Padre José Vilaça aborda projetos em curso na Arquidiocese de Braga para ajudar no luto
Terras de Bouro, Braga, 01 nov 2014 (Ecclesia) – O padre José Vilaça, capelão hospitalar na Arquidiocese de Braga, alertou para “deslugarização” da morte e do luto na sociedade atual e destaca o serviço social e religioso do “sobrelotado” Centro de Escuta e Acompanhamento Espiritual arquidiocesano.
“Neste centro chegam situações muito diversas mas tenho de assentir que grande parte tem a ver com lutos não elaborados, com necessidades de reconciliação com pessoas que partem, no luto em pessoas que ficam ou um divórcio que dá origem a um luto”, explica à Agência ECCLESIA o capelão da Unidade Hospitalar de Famalicão e do Centro Hospitalar do Médio Ave.
O Centro de Escuta e Acompanhamento Espiritual, criado há quatro anos pelo Departamento Arquidiocesano da Pastoral da Saúde de Braga, tem profissionais especializadas em psicologia e psiquiatria, para além do acompanhamento religioso do padre José Vilaça.
“Como é óbvio temos sobrelotação, há lista de espera, precisamos de muitos mais recursos”, acrescenta o sacerdote.
O padre José Vilaça revela que existe “exploração” do relacionamento com aqueles que partem, “há todo um mundo espiritual que aproveita esta desconexão para abusar”.
Nesse sentido, alerta para o “défice” de escuta, oração e de acompanhamento espiritual por parte dos “pastores da Igreja no campo do luto, que é compensado por espiritualidades desviantes”.
Da realidade hospitalar enquanto capelão da Unidade Hospitalar de Famalicão e do Centro Hospitalar do Médio Ave, considera que existe “uma dificuldade natural em lidar com a morte”.
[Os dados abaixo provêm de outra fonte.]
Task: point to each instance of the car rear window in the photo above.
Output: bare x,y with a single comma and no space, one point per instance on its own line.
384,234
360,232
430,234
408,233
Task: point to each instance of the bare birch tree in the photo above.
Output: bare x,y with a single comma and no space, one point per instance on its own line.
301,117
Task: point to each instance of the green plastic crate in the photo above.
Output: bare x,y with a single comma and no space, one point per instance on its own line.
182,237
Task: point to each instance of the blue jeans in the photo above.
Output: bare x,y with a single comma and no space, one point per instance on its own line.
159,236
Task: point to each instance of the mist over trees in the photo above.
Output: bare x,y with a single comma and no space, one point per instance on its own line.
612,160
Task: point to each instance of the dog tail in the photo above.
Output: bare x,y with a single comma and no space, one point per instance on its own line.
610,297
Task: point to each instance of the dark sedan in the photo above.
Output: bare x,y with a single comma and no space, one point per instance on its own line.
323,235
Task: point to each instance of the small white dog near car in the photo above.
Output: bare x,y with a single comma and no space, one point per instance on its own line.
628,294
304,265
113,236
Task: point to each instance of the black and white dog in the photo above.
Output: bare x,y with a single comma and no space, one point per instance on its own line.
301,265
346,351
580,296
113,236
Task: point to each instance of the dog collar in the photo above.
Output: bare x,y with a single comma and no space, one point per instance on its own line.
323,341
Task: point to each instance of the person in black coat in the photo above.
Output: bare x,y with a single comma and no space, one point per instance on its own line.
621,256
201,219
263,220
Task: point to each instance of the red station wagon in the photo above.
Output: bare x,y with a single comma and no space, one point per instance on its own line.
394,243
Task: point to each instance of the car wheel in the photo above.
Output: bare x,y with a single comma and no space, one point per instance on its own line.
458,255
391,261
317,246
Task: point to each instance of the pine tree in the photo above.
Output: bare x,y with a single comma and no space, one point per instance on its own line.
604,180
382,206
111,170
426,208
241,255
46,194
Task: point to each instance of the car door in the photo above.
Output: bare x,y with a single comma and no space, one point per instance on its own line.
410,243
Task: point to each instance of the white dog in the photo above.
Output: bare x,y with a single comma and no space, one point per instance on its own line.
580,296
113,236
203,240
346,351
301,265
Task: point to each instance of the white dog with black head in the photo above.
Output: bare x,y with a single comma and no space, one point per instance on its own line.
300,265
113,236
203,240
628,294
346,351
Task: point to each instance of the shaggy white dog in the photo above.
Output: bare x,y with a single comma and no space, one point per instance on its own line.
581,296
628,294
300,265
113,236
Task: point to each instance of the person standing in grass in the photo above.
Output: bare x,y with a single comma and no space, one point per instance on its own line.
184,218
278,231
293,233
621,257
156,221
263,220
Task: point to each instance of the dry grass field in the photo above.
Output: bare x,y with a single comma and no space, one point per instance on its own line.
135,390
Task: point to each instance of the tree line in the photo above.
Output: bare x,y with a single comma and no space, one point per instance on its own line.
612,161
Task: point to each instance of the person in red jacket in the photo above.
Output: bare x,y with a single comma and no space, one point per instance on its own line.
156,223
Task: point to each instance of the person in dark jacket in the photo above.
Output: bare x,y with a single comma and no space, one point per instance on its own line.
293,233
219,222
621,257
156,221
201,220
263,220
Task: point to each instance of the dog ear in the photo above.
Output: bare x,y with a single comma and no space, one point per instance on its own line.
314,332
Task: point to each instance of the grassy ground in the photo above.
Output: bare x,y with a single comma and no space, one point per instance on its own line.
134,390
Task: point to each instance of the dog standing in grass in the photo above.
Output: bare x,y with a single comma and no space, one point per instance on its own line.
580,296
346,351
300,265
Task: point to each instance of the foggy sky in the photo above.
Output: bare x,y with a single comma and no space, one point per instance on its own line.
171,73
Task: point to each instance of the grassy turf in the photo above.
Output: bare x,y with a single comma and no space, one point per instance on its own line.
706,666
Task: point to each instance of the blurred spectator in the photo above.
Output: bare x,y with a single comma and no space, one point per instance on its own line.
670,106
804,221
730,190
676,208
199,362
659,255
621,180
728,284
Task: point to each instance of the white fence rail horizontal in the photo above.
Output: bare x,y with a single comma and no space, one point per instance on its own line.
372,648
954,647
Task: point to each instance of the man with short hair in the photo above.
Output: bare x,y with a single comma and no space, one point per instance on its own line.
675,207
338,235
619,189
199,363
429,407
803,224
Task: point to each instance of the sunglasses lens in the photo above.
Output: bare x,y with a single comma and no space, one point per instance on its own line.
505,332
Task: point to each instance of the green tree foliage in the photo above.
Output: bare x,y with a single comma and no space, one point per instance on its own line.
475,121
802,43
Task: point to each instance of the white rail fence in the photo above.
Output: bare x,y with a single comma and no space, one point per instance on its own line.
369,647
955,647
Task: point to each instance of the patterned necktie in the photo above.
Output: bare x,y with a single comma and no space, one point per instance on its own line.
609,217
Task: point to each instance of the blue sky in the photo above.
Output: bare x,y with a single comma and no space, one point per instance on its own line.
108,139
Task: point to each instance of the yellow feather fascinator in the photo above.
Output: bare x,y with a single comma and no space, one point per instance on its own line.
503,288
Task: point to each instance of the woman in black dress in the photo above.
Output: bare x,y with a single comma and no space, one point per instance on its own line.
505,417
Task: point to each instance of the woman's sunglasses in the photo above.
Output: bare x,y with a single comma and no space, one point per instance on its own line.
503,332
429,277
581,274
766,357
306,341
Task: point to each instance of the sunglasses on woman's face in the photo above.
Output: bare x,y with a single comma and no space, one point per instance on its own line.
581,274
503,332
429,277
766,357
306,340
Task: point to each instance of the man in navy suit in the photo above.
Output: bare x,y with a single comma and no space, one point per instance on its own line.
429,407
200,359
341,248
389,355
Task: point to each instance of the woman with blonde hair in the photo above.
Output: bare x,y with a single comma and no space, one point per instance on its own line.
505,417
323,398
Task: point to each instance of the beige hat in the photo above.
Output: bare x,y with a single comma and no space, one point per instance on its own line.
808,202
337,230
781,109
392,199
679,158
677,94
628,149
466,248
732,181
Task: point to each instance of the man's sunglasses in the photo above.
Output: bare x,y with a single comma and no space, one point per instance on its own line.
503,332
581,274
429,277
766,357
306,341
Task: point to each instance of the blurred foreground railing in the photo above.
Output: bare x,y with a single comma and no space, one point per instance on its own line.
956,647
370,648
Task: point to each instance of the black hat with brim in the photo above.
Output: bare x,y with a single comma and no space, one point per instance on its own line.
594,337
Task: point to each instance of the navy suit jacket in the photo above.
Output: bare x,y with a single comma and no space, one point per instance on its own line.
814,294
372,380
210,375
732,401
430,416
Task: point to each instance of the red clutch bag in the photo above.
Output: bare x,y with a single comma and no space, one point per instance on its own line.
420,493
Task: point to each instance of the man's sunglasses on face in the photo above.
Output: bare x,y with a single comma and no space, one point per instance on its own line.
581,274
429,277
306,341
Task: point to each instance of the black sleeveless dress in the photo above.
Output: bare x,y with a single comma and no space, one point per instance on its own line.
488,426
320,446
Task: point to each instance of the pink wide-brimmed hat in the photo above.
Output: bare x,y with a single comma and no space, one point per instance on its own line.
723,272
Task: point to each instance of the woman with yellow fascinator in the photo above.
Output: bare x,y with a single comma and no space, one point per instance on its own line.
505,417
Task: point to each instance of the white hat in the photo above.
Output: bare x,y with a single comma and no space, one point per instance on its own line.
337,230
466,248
“A sociedade hoje valoriza modelos e paradigmas absolutamente contrários ao acompanhar alguém que morre” porque para além da morte ser “tabu” as pessoas não estão habituadas à sua “própria fragilidade”, que é visível “junto daqueles que estão para morrer”.
“Ao mesmo tempo vemos a morte pornograficamente em filmes e jogos para as crianças mas estamos cada vez menos capacitados para acompanhar aqueles que morrem e que precisam muitas vezes de muito pouco, sobretudo de reconciliar a vida”, alerta o padre José Vilaça.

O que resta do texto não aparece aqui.